Printed copies of the brochure can be obtained through supervisory channels. Investigators are to provide this information as part of the education and outreach they perform to provide regulatory food safety, food defense, and other compliance information to in-commerce businesses, owners and operators, employees, and others.
B. In addition, Investigators are to provide the firm’s management with a copy of the letter that explains FSIS’s pilot project. The letter can be obtained through supervisory channels.
IV. RTE RETAIL DELI TOOL
A. When conducting in-commerce surveillance at a retail firm that slices or prepares deli products, Investigators are to complete the RTE Retail Deli Tool in PHIS.

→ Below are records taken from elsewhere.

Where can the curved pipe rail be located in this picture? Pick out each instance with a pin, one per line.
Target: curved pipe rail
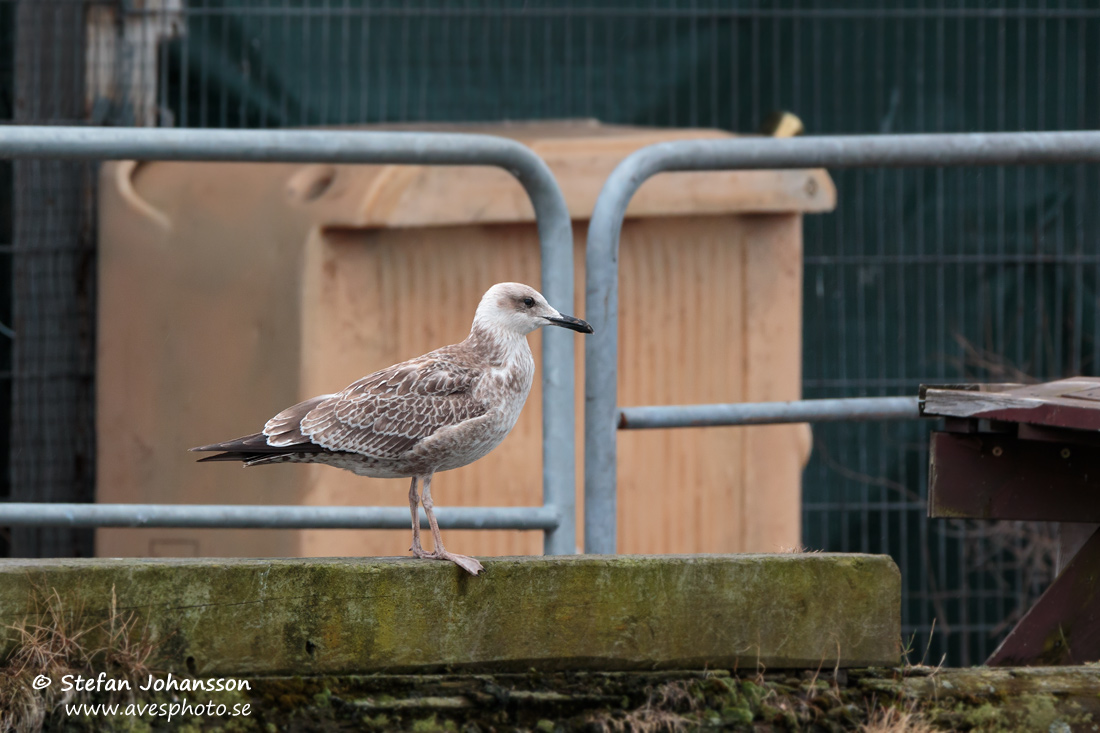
(556, 234)
(601, 354)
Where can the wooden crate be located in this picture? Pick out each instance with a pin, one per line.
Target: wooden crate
(231, 291)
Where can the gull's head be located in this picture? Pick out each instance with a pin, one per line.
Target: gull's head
(518, 308)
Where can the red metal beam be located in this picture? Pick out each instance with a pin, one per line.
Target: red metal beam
(1064, 625)
(1000, 477)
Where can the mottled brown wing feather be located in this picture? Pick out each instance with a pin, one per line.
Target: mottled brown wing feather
(386, 414)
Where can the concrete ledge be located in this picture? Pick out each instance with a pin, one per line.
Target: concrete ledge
(339, 615)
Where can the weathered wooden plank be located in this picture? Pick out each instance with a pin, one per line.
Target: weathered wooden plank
(1071, 403)
(244, 617)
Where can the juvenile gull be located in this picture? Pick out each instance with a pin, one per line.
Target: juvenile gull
(433, 413)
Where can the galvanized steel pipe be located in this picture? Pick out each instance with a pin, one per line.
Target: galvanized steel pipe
(556, 236)
(218, 516)
(769, 413)
(601, 381)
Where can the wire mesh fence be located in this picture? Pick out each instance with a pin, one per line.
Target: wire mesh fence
(920, 276)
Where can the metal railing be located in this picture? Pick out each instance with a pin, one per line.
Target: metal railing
(556, 517)
(603, 417)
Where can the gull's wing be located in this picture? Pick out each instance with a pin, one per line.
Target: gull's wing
(388, 413)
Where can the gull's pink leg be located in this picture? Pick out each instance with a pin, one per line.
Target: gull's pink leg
(468, 564)
(414, 510)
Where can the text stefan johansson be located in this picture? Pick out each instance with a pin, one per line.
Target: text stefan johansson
(102, 682)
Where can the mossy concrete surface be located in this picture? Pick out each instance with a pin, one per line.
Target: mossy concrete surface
(900, 700)
(312, 616)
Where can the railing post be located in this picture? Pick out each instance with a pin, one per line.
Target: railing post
(601, 379)
(551, 215)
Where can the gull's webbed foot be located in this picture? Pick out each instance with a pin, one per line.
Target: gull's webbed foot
(464, 561)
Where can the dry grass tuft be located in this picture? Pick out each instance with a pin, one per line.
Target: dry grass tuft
(56, 641)
(894, 720)
(657, 715)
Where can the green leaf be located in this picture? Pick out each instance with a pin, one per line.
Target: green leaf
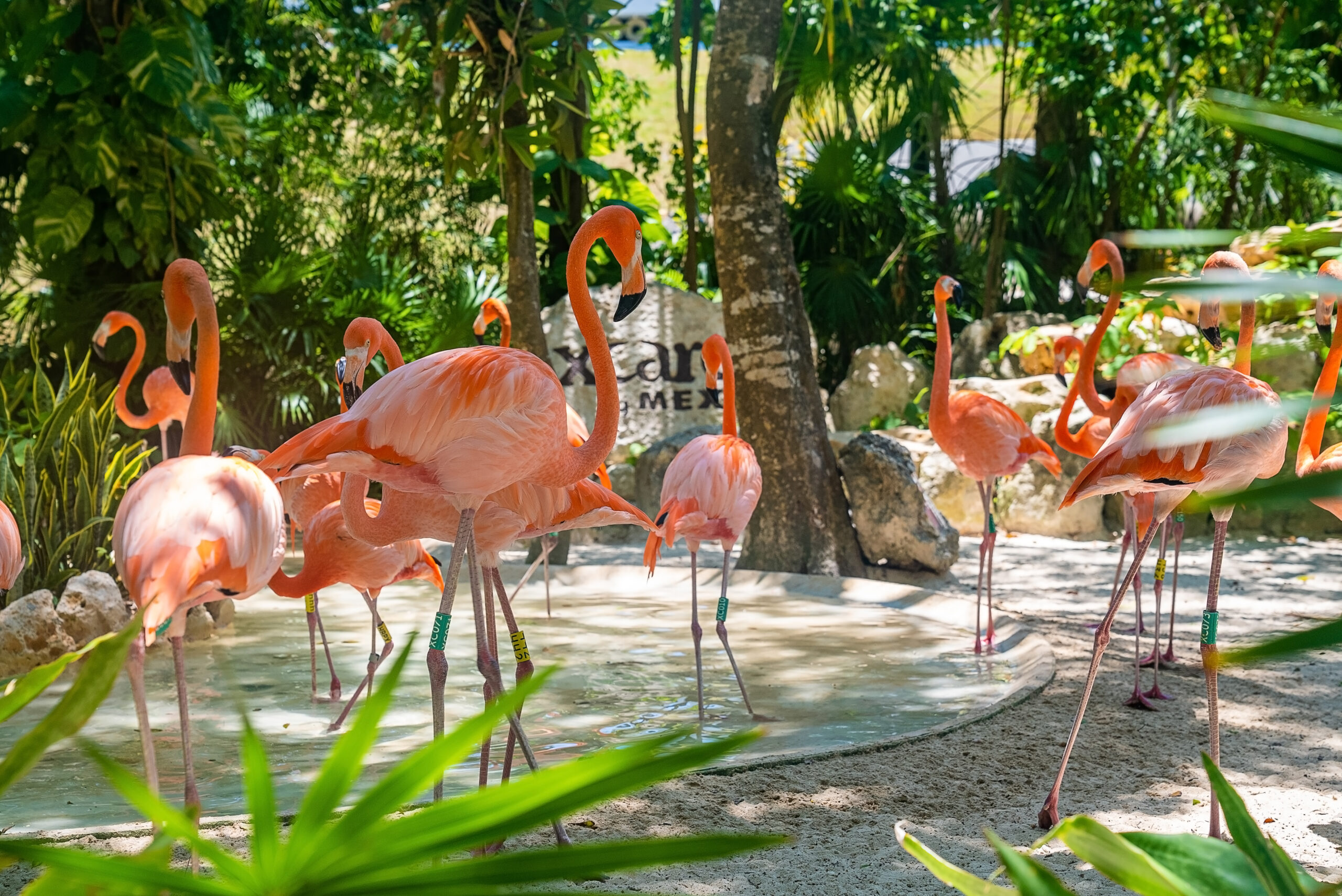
(944, 871)
(1270, 863)
(1120, 860)
(1029, 873)
(89, 690)
(159, 63)
(63, 217)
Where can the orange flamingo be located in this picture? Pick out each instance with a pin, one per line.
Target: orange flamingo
(1136, 461)
(164, 399)
(984, 438)
(332, 556)
(1310, 458)
(709, 494)
(195, 528)
(11, 550)
(468, 423)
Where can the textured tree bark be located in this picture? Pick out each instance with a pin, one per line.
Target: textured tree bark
(802, 523)
(524, 277)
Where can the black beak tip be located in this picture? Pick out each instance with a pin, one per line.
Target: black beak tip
(627, 303)
(181, 375)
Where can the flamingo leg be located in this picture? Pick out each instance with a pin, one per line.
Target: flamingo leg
(722, 631)
(437, 659)
(697, 631)
(490, 667)
(1048, 813)
(520, 652)
(136, 672)
(1178, 542)
(1208, 647)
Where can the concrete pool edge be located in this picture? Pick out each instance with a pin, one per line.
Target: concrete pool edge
(1030, 653)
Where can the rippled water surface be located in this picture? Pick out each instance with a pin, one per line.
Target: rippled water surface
(830, 672)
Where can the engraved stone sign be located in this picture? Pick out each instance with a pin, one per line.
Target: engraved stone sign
(657, 361)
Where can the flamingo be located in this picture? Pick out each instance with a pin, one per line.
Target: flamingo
(709, 493)
(984, 438)
(164, 399)
(333, 556)
(1133, 462)
(11, 552)
(195, 528)
(468, 423)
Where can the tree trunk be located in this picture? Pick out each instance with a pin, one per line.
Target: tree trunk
(524, 277)
(802, 523)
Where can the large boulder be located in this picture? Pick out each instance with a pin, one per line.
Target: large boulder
(654, 462)
(881, 381)
(31, 633)
(980, 341)
(90, 607)
(897, 523)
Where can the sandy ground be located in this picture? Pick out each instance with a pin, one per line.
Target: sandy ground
(1132, 770)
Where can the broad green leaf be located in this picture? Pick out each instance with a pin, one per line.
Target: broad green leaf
(1271, 866)
(63, 217)
(1120, 860)
(89, 690)
(944, 871)
(1029, 873)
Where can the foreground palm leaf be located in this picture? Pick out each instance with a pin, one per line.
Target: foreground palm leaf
(375, 849)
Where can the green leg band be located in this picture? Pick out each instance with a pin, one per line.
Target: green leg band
(438, 640)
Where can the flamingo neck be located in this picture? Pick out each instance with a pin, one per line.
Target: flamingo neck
(198, 435)
(938, 410)
(1312, 436)
(1244, 344)
(133, 420)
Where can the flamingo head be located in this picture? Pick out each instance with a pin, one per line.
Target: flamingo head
(1329, 272)
(181, 281)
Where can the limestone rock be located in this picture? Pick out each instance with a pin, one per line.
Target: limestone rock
(654, 462)
(895, 521)
(92, 605)
(1027, 396)
(31, 633)
(657, 357)
(200, 624)
(881, 381)
(980, 340)
(222, 612)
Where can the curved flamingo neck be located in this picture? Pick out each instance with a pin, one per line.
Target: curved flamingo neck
(1244, 343)
(118, 321)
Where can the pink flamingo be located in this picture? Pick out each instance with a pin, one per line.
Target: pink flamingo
(195, 528)
(709, 493)
(984, 438)
(11, 552)
(164, 399)
(1134, 462)
(468, 423)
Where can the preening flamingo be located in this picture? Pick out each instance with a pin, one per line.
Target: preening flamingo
(709, 493)
(332, 556)
(195, 528)
(468, 423)
(1136, 461)
(11, 550)
(164, 399)
(984, 438)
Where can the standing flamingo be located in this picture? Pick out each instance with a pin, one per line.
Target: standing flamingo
(709, 493)
(195, 528)
(11, 552)
(984, 438)
(466, 423)
(1134, 461)
(164, 399)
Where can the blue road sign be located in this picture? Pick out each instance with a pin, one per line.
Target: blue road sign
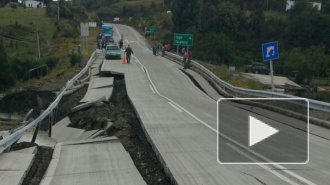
(270, 51)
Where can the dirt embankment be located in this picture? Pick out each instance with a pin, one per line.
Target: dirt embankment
(20, 103)
(125, 126)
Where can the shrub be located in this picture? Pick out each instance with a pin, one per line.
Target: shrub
(74, 59)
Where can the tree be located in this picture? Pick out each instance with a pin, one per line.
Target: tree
(6, 76)
(216, 48)
(186, 15)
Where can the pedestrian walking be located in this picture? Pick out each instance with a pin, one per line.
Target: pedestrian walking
(79, 55)
(128, 52)
(154, 49)
(163, 51)
(121, 43)
(189, 57)
(184, 58)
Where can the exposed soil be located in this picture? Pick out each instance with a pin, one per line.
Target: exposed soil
(39, 167)
(40, 164)
(125, 126)
(21, 103)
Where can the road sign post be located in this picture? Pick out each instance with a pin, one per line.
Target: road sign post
(270, 53)
(152, 30)
(183, 39)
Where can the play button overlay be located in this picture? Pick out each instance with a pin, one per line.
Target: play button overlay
(262, 131)
(259, 131)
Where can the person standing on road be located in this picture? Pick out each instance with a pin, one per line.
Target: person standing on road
(79, 55)
(128, 52)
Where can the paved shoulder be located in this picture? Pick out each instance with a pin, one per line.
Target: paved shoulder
(97, 162)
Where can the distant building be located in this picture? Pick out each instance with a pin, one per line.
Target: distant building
(290, 4)
(33, 4)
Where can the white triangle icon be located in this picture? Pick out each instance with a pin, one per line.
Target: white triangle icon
(259, 131)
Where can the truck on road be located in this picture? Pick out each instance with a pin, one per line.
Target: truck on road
(107, 35)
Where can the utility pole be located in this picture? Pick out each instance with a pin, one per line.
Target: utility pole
(38, 42)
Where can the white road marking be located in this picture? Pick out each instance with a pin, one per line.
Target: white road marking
(196, 87)
(168, 62)
(223, 135)
(142, 47)
(284, 178)
(117, 31)
(175, 107)
(134, 33)
(152, 89)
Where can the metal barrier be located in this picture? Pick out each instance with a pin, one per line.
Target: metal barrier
(314, 104)
(11, 139)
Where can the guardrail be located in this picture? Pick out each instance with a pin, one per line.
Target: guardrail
(11, 139)
(314, 104)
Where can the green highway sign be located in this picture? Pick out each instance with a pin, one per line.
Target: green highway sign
(153, 30)
(183, 39)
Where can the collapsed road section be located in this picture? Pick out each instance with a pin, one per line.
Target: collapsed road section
(117, 118)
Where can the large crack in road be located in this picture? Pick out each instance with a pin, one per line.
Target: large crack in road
(124, 124)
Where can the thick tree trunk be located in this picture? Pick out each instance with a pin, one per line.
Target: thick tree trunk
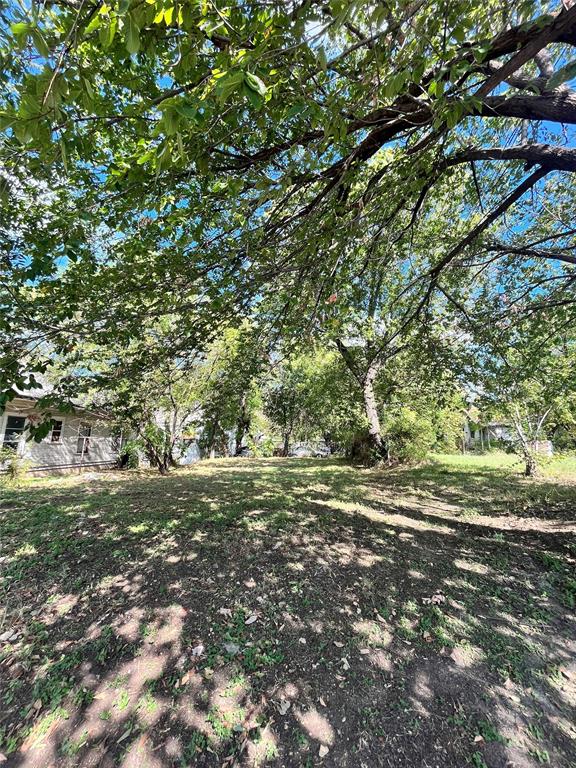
(371, 409)
(531, 465)
(242, 427)
(212, 441)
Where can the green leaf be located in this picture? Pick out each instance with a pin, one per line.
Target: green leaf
(106, 33)
(255, 84)
(132, 39)
(562, 75)
(21, 30)
(40, 42)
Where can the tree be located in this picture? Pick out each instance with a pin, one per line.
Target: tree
(228, 388)
(531, 384)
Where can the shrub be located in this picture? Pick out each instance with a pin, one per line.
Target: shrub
(130, 456)
(15, 467)
(410, 435)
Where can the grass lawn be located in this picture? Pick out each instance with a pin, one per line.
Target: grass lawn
(290, 613)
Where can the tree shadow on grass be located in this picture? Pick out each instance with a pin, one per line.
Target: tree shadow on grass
(383, 635)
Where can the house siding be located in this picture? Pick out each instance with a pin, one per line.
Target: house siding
(63, 455)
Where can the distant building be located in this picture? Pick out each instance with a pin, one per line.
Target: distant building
(495, 433)
(76, 440)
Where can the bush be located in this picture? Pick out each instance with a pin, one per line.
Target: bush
(410, 435)
(130, 456)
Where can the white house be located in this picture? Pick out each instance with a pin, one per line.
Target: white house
(76, 440)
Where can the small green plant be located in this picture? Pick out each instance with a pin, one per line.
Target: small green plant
(478, 760)
(540, 755)
(15, 467)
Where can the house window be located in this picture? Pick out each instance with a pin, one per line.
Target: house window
(83, 444)
(56, 434)
(14, 429)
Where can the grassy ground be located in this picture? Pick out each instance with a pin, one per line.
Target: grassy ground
(290, 613)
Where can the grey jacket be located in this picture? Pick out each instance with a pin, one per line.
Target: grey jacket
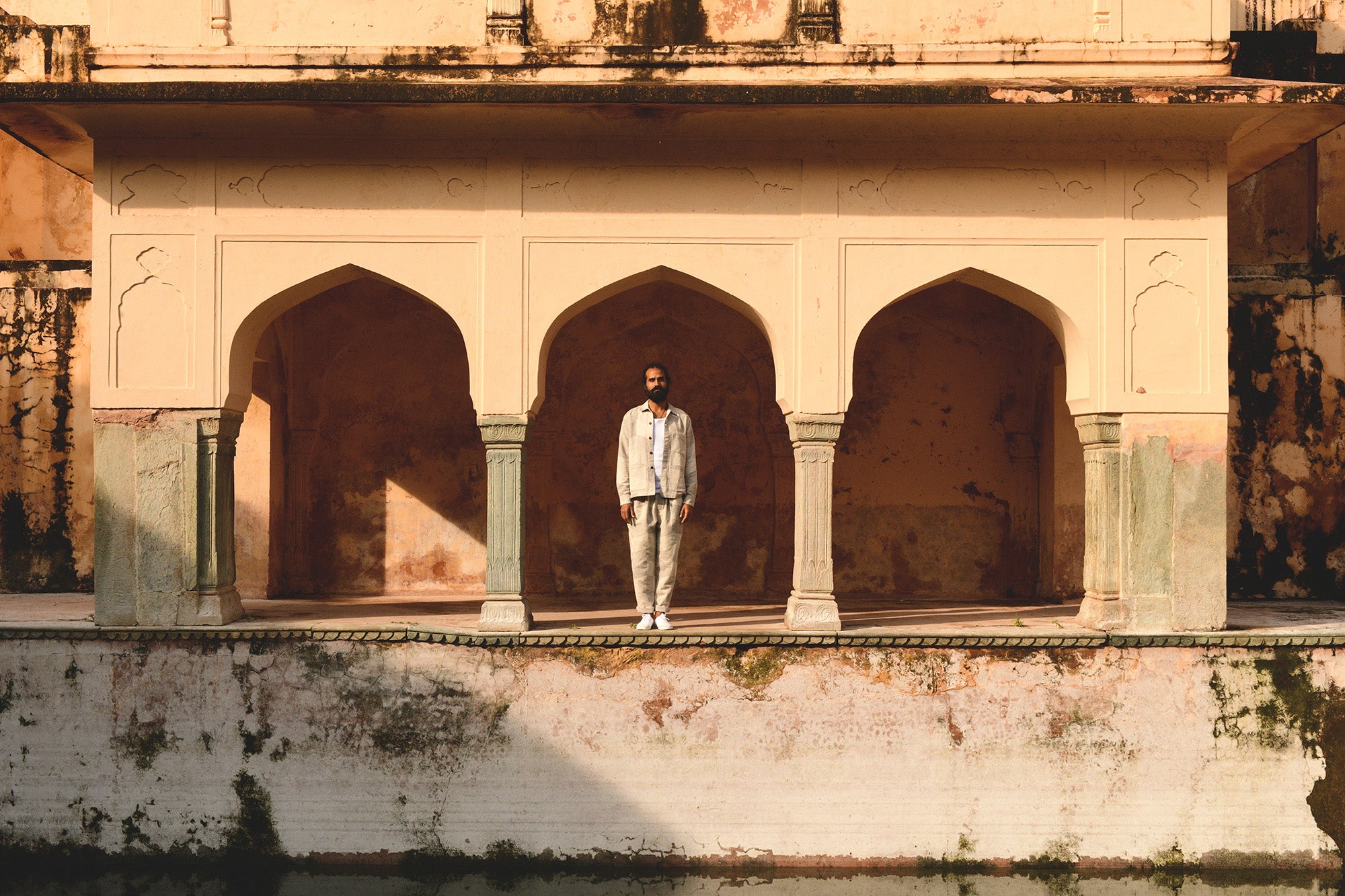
(636, 455)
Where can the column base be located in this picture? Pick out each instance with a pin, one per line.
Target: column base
(505, 614)
(809, 611)
(210, 608)
(1102, 612)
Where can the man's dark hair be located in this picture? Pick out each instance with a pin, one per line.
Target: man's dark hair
(656, 365)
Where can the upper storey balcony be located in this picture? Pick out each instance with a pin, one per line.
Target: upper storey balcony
(677, 40)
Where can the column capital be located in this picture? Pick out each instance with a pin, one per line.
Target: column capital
(219, 425)
(1100, 431)
(814, 428)
(504, 430)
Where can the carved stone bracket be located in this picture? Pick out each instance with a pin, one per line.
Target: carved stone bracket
(813, 607)
(1101, 436)
(506, 24)
(220, 24)
(505, 607)
(817, 22)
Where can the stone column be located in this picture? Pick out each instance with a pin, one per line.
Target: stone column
(813, 607)
(505, 608)
(165, 517)
(1156, 529)
(1101, 436)
(506, 24)
(1174, 521)
(817, 22)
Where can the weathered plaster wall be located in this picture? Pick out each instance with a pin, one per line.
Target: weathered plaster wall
(945, 479)
(740, 540)
(1286, 510)
(307, 747)
(362, 431)
(45, 210)
(46, 427)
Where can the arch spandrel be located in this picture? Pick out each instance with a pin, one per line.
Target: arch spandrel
(1061, 286)
(263, 280)
(758, 280)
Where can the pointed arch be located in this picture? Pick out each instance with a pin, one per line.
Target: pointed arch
(249, 331)
(1067, 333)
(660, 274)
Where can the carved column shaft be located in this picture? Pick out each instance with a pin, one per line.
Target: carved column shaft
(817, 22)
(1101, 436)
(216, 450)
(813, 607)
(505, 607)
(220, 24)
(506, 24)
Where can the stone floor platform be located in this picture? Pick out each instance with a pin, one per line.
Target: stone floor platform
(871, 620)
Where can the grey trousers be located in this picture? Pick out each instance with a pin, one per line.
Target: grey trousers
(656, 537)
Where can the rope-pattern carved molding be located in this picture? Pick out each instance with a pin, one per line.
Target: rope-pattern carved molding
(676, 639)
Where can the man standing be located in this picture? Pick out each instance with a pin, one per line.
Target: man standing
(656, 481)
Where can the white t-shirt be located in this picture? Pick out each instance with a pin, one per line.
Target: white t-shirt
(658, 455)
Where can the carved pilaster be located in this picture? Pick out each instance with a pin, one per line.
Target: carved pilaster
(220, 24)
(505, 607)
(1101, 436)
(506, 24)
(816, 22)
(217, 599)
(813, 607)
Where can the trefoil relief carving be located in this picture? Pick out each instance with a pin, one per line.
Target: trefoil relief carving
(972, 190)
(1167, 352)
(354, 188)
(1172, 193)
(153, 189)
(773, 188)
(151, 345)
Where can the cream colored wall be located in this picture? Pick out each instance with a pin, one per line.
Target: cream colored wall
(44, 208)
(1122, 256)
(463, 22)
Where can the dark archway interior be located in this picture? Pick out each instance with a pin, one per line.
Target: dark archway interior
(740, 542)
(960, 474)
(361, 469)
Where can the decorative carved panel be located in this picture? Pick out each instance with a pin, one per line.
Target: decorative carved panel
(771, 188)
(1167, 311)
(1167, 193)
(407, 186)
(162, 186)
(153, 311)
(1028, 189)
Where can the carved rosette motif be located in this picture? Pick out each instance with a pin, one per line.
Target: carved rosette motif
(817, 22)
(1101, 436)
(506, 24)
(813, 604)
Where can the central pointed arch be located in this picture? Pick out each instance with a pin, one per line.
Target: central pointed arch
(1073, 342)
(660, 274)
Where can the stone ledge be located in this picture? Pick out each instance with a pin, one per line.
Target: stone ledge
(401, 634)
(1008, 92)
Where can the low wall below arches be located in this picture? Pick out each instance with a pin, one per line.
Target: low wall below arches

B. Investigators are not to ask the firm’s manager or employees to answer the questions in the RTE Retail Deli Tool. Investigators are to make independent observations. Investigators may request records in addition to those required to be kept under 9 CFR 320.1 or 381.175 (e.g., records that show the firm is cleaning every four hours or rotating sanitizers) in order to identify industry practices and to determine whether the firm is following the FSIS Retail Lm Guideline. Investigators also may make inquiries to clarify their findings.
C. After completing the RTE Deli Tool in PHIS, investigators are to discuss any vulnerability that they observed with the firm’s manager or employees.